Jean Paul Akayesu, the former Mayor (Bourgmestre) of Taba, in present day Kamonyi District, was the first person to be tried and convicted by the International Criminal Tribunal for Rwanda (ICTR).
Jean Paul Akayesu, the former Mayor (Bourgmestre) of Taba, in present day Kamonyi District, was the first person to be tried and convicted by the International Criminal Tribunal for Rwanda (ICTR).
He was charged with organizing and overseeing mass killings during the 1994 Genocide against the Tutsi.
But what made Akayesu’s judgment stand out was it was the first time rape was recognized as a weapon of war; a war crime.
Long before the ICTR’s decision, Rwanda had already categorized the perpetrators of the 1994 Genocide into four categories; the planners, those who acted in positions of authority, "notorious murderers who by virtue of the zeal or excessive malice with which they committed atrocities”, and those who committed sexual violence.
That the ICTR recognized Rape as a war crime could be its sole achievement, but it failed miserably in many areas that could have helped bring closure to survivors of the Genocide.
One widely shared reasoning was that the court was compromised by some powerful members of the UN to which the ICTR was powerless to resist.

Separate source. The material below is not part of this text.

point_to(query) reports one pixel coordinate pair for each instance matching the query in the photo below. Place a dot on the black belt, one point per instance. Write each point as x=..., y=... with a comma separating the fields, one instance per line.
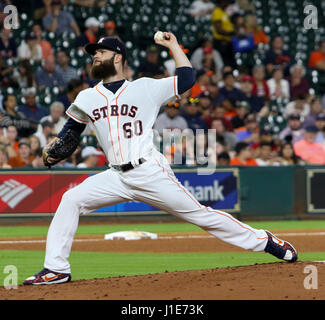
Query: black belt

Even though the tribunal did not have the monopoly of trying Genocide suspects, it had primacy over national jurisdictions. But it abdicated that role of prosecuting notorious criminals to countries that had vested interests, and some were set free while others did not step inside the court room and are roaming free – two decades later.
One can enumerate the many wrongs committed by the ICTR unendingly, but what one cannot ignore is that it put war crimes back on the radar, after the widely mediatised Nuremburg trials that dealt with Nazi crimes.
The ICTR was a learning curve and it is hoped that the lessons learnt – as the outgoing Prosecutor, Hassan Bubacar Jallow termed it – will be used as a yardstick in future criminal prosecutions.